Where's the center of mass of the rod alone? And of the attached mass? Then find the composite center of mass of the system using the definition of center of mass. (Measure the center of mass from the axis of rotation.)

Is this correct?

Centre of Rod:

$l_1= \frac {\int_0^x l dm}{M}$

Where,

$\lambda = \frac {dm} {dl} = \frac {M}{x} ; dm=\lambda dl$

$l_1= \frac {\int_0^x l \lambda dl}{M}$

$l_1= \frac {\int_0^x l \frac {M}{x} dl}{M}$

$l_1= \frac{1}{x} \int_0^x l dl$

$l_1=\frac {1}{x} [\frac {l^2}{2}]_0^x$

$l_1=\frac {x}{2}$

Centre of attached mass:

$\frac {\sum xm}{M}$

$l_2=\frac {m_r \frac{2}{3} + m_p \frac{1}{3}}{M}$

$l_2=\frac {0.25 \frac{2}{3} + 0.25\frac{1}{3}}{0.5}$

$i_2=\frac{1}{4}$

$d=\frac {x}{2} +\frac{1}{4}$

 

[Doc Al]

Is this correct?

Centre of Rod:

$l_1= \frac {\int_0^x l dm}{M}$

Where,

$\lambda = \frac {dm} {dl} = \frac {M}{x} ; dm=\lambda dl$

$l_1= \frac {\int_0^x l \lambda dl}{M}$

$l_1= \frac {\int_0^x l \frac {M}{x} dl}{M}$

$l_1= \frac{1}{x} \int_0^x l dl$

$l_1=\frac {1}{x} [\frac {l^2}{2}]_0^x$

$l_1=\frac {x}{2}$

The center of mass of the rod is right in the middle; its length is given as 1.0 m. (x is the position of the attached mass.)

Centre of attached mass:

$\frac {\sum xm}{M}$

$l_2=\frac {m_r \frac{2}{3} + m_p \frac{1}{3}}{M}$

$l_2=\frac {0.25 \frac{2}{3} + 0.25\frac{1}{3}}{0.5}$

$i_2=\frac{1}{4}$

Since the mass is just a point, its "center" is a distance x from the axis of rotation.

 

[bieon]

The center of mass of the rod is right in the middle; its length is given as 1.0 m. (x is the position of the attached mass.)Since the mass is just a point, its "center" is a distance x from the axis of rotation.

Sorry I didn't quite catch that, can you elaborate?

 

[Doc Al]

Sorry I didn't quite catch that, can you elaborate?

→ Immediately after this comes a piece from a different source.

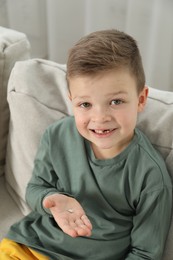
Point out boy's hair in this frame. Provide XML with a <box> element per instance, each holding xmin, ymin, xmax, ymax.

To find the center of mass of a system of two bodies, use: $d = \frac{m_1x_1 + m_2x_2}{m_1 + m_2}$. The two bodies are the rod and attached mass, of course.

For the purpose of finding the center of mass, treat the rod as having its mass at its center, thus $x_1 = 0.5$ m. $x_2$ is just the position of the attached mass, thus $x_2 = x$.

 

[bieon]

To find the center of mass of a system of two bodies, use: $d = \frac{m_1x_1 + m_2x_2}{m_1 + m_2}$. The two bodies are the rod and attached mass, of course.

For the purpose of finding the center of mass, treat the rod as having its mass at its center, thus $x_1 = 0.5$ m. $x_2$ is just the position of the attached mass, thus $x_2 = x$.

So,

$d=\frac {0.25(0.5)+0.25x} {0.5}$

$d=\frac{1}{4}+\frac {x}{2}$

Ahhh I complicated myself with the integrations and others! Thank you!

 

[Doc Al]

So,

$d=\frac {0.25(0.5)+0.25x} {0.5}$

$d=\frac{1}{4}+\frac {x}{2}$

Exactly.

Ahhh I complicated myself with the integrations and others!

Yes, you were making things more difficult than necessary.

 

[bieon]

Exactly.Yes, you were making things more difficult than necessary.

Thank you! I really appreciate the help!